Stores are where particles can access (input/output) data. We present a definition of a store below.
Store - managed location where data can be sent and/or retrieved.
Each store must declare the type of data it expects; this could be a primitive type (int, char, etc.) or a user-defined type (Address, Name, etc.). Stores can also be setup for a single item or a collection.
Recipes are the "glue" that holds particles and stores together. We present a definition of a recipe below.
Recipe - a description of components that allows for instantiation.
Within a recipe, particle inputs/outputs are declared and stores are defined.
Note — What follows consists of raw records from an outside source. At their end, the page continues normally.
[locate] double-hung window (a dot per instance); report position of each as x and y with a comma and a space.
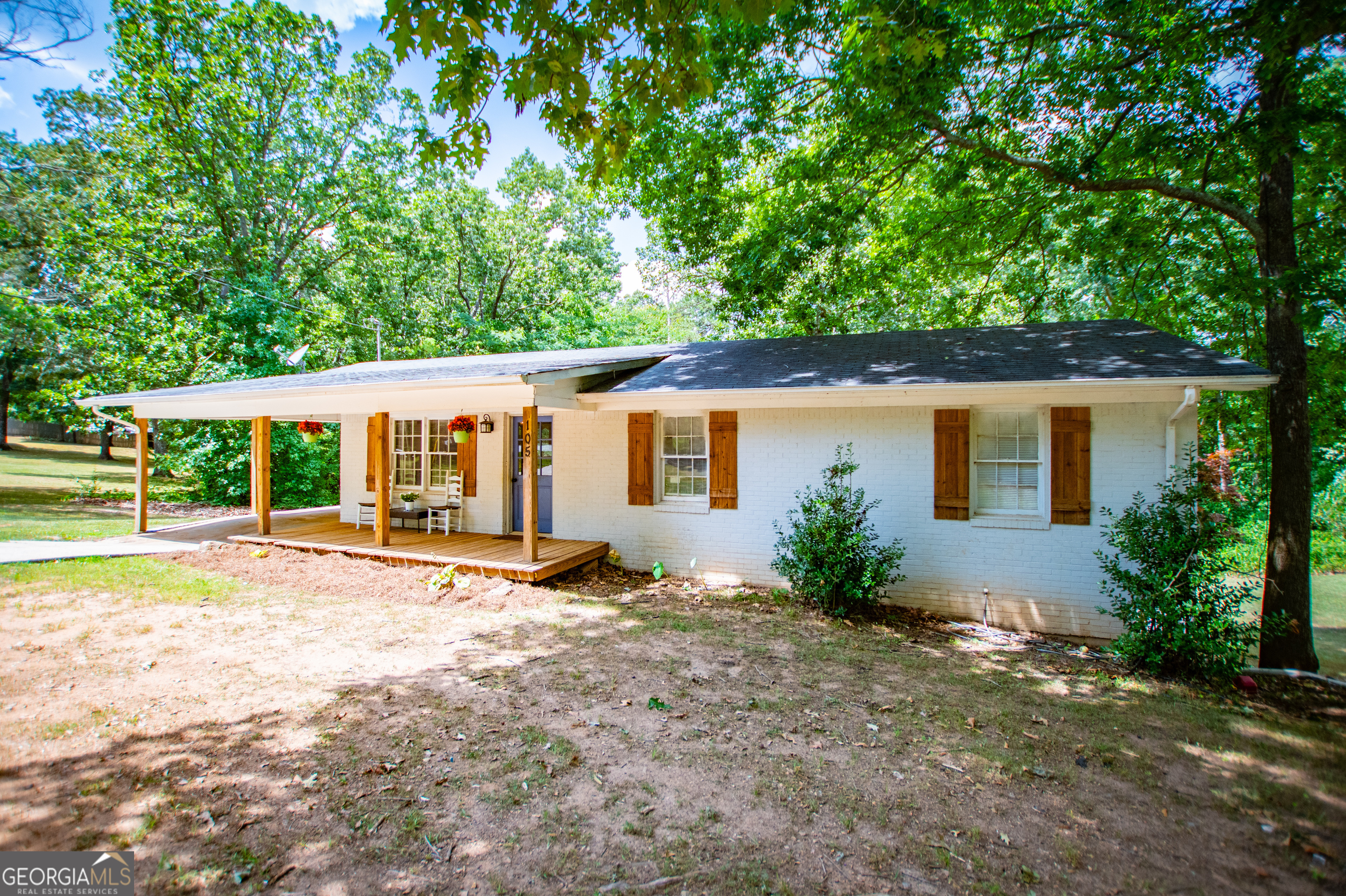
442, 453
1007, 462
686, 459
408, 444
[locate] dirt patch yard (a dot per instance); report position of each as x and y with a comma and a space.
326, 726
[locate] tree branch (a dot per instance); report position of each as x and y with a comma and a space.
1122, 185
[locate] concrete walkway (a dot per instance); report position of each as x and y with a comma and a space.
159, 541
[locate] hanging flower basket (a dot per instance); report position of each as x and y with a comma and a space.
462, 427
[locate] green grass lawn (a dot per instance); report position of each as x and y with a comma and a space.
1330, 623
38, 478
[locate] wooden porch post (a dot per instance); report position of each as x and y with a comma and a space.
262, 474
529, 451
383, 482
142, 475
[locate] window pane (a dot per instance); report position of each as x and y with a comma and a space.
684, 453
407, 471
1007, 486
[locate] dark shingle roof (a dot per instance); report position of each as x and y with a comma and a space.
1026, 353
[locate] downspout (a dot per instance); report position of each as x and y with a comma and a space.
119, 420
1192, 397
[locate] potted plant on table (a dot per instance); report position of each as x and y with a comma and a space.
461, 425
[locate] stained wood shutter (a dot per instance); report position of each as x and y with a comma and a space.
640, 459
951, 463
369, 454
1070, 466
468, 462
725, 460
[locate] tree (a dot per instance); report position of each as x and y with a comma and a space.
811, 123
33, 29
450, 271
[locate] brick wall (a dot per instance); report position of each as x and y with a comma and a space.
1042, 580
1045, 580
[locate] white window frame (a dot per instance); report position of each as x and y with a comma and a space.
451, 453
426, 454
421, 455
991, 517
681, 503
This allows ArcsJs to instantiate your project and connect the correct stores to particles.
Surfaces allow for interaction (input/output) between ArcsJs and the real world. We present a definition of a surface below.
Surface - a primitive ArcsJs component that can render audio/visual and map inputs from sensors.
Surfaces can be run on different devices (phone, watch, smart speaker, etc.) and render templates visually or auditorily based on the device's features and user's preferences.
Surfaces are more primitive than particles. Particles often have a surface, but they are not required to have one.
Slots allow ArcsJs components to delegate functionality. We present a definition of slots below.
Slots are locations where particles or surfaces can be connected.
Within a recipe, slots allow components like particles to provide space for other components. This could be used when a particle wants to have another surface render or to bring in another recipe with additional functionality.